= John Halangode =

Sri Lankan army officer and founder of the Gemunu Watch

Brigadier John Fredrick Halangode, VSV, was a Sri Lankan army officer who founded the Gemunu Watch. He served as the first commanding officer of the 1st Battalion, Gemunu Watch.

Educated at Trinity College, Kandy, Halangode joined the Ceylon Defence Force and was commissioned as a second lieutenant in the Ceylon Light Infantry in 1941 during World War II. After being demobilised at the end of the war, he joined the Ceylon Police Force.

Following the formation of the Ceylon Army in 1949, he was commissioned as a regular officer with the rank of captain and served as a company commander in the 1st Battalion, Ceylon Light Infantry. He attended training courses in the United Kingdom and Pakistan, after which he was appointed as the first officer commanding of the Army Recruit Training Depot in Diyatalawa. When the depot was expanded into the Army Training Centre, Diyatalawa, Halangode became its second-in-command and later commanding officer.

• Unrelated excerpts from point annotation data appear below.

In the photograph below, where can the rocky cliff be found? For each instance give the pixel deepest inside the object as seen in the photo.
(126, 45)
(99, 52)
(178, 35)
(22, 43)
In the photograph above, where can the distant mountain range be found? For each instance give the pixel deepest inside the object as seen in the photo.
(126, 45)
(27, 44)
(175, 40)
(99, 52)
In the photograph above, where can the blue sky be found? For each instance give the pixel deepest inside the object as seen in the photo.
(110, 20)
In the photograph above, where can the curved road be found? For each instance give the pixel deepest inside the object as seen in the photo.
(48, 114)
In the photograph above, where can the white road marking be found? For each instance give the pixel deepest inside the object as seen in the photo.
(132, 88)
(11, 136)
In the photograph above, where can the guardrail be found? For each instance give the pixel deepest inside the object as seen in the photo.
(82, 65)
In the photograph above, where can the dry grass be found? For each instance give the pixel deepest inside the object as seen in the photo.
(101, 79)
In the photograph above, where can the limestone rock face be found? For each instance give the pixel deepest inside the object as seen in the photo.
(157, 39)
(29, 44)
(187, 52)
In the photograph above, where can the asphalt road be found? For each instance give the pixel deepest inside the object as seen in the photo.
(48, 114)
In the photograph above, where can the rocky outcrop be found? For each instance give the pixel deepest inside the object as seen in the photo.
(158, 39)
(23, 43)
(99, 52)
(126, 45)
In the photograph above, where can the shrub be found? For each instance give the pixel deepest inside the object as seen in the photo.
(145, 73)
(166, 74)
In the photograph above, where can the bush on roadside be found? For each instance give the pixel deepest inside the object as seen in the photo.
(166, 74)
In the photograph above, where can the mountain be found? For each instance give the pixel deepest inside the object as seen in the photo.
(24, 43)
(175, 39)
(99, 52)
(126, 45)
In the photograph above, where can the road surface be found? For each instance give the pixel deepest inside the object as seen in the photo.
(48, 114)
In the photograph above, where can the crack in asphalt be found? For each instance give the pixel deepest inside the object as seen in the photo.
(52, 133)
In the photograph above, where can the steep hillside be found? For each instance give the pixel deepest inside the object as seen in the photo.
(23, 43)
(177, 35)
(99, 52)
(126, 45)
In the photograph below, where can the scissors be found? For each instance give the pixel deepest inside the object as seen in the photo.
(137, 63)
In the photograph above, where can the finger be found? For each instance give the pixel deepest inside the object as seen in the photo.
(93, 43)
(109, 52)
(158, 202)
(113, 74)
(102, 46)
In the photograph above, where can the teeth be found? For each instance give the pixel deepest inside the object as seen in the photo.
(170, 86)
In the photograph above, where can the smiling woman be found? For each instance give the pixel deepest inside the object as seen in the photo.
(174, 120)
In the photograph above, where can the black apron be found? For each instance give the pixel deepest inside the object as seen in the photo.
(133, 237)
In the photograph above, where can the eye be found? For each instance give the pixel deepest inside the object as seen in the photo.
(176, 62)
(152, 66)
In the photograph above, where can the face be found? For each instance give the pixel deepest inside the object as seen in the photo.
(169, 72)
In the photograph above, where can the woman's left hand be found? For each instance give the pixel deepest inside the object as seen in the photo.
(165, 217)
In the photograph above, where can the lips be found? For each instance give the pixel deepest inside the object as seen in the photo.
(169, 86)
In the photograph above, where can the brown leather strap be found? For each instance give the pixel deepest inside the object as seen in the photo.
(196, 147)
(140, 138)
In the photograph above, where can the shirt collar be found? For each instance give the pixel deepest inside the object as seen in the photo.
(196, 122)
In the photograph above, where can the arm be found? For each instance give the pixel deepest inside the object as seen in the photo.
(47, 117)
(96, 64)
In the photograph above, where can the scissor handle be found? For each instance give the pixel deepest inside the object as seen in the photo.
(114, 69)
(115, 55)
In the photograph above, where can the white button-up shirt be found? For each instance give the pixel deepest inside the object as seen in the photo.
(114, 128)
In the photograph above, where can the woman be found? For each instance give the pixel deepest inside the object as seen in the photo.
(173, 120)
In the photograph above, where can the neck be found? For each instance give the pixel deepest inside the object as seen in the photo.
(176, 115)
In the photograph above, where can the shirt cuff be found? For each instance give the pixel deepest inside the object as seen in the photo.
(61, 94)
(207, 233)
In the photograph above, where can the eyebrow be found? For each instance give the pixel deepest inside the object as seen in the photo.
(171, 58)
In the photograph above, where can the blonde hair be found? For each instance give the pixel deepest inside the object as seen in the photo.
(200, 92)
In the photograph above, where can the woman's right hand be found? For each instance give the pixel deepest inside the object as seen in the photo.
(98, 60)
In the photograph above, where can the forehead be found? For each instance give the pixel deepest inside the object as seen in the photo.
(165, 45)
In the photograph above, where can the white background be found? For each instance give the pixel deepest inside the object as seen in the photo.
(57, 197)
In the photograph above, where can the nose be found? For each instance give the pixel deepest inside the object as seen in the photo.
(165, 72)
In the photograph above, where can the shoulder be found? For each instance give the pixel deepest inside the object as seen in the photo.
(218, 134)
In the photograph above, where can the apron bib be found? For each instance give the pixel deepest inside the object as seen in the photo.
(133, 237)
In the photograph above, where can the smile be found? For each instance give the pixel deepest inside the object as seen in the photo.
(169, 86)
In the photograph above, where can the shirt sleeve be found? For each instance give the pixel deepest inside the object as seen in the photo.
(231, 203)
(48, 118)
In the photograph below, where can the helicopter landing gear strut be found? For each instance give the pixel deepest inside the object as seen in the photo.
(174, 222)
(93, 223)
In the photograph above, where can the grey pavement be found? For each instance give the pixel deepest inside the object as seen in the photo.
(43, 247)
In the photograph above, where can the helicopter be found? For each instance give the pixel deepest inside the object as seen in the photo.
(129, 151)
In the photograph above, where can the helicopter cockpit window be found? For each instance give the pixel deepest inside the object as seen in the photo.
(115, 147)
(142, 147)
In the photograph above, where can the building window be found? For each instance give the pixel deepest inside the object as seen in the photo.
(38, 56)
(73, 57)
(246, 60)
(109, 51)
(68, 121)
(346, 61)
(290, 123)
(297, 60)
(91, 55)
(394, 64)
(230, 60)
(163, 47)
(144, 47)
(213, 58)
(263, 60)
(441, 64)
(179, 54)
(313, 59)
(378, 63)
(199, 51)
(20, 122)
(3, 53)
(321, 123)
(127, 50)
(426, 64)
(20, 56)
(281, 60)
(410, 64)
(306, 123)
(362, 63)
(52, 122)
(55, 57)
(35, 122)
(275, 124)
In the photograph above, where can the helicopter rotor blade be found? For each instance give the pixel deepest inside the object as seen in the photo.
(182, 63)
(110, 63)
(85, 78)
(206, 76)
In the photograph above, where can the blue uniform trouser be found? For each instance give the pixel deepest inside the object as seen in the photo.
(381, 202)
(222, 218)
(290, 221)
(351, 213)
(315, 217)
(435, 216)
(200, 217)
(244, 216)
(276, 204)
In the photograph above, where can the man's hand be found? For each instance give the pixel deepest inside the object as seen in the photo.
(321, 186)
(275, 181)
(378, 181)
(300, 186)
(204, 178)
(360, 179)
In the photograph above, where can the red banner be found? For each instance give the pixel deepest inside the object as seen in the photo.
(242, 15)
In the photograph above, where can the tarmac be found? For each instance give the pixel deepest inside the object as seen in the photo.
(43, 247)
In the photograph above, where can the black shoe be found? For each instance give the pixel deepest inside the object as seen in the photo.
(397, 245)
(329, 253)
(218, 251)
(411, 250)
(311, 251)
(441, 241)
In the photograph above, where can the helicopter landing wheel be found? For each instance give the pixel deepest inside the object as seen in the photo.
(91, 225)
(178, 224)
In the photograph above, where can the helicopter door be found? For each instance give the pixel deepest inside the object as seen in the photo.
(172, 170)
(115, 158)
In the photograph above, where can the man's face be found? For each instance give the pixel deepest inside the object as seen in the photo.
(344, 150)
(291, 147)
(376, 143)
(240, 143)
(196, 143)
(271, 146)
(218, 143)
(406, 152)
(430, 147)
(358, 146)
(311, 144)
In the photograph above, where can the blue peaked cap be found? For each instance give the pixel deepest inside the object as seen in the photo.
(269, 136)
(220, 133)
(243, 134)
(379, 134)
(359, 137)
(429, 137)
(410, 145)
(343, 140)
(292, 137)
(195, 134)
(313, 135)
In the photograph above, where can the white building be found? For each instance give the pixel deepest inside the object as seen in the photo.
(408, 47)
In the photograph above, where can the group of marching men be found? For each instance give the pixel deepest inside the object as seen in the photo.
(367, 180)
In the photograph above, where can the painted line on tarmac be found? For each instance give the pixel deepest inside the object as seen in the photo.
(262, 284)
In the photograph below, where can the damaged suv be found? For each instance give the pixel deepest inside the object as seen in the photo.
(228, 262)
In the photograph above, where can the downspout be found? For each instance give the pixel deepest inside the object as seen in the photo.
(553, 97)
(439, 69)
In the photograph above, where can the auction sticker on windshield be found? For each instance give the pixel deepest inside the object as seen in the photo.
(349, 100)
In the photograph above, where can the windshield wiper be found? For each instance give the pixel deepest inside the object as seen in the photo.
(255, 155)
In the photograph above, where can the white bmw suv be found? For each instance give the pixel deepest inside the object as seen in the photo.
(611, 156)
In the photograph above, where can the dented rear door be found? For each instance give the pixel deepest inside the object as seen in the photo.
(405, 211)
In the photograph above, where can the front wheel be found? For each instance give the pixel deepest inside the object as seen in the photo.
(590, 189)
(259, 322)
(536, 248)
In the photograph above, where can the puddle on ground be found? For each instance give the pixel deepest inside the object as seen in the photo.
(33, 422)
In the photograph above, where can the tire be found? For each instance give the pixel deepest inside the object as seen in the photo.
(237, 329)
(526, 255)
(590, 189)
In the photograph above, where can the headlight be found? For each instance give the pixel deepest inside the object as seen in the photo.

After the 1962 Ceylonese coup d'état attempt, the government decided to form a third infantry regiment. Lieutenant Colonel Halangode was selected as its first commanding officer. The Gemunu Watch was established in December 1962 with Halangode at its head, and he was instrumental in developing the regiment’s traditions and identity. Two volunteer battalions were subsequently raised in 1964 and 1965. Before his retirement, he served as Commander, Troops Colombo.

His son, Brigadier Hiran Halangode, RWP, RSP, USP, served as Brigade Commander of the 12th Brigade and the Air Mobile Brigade.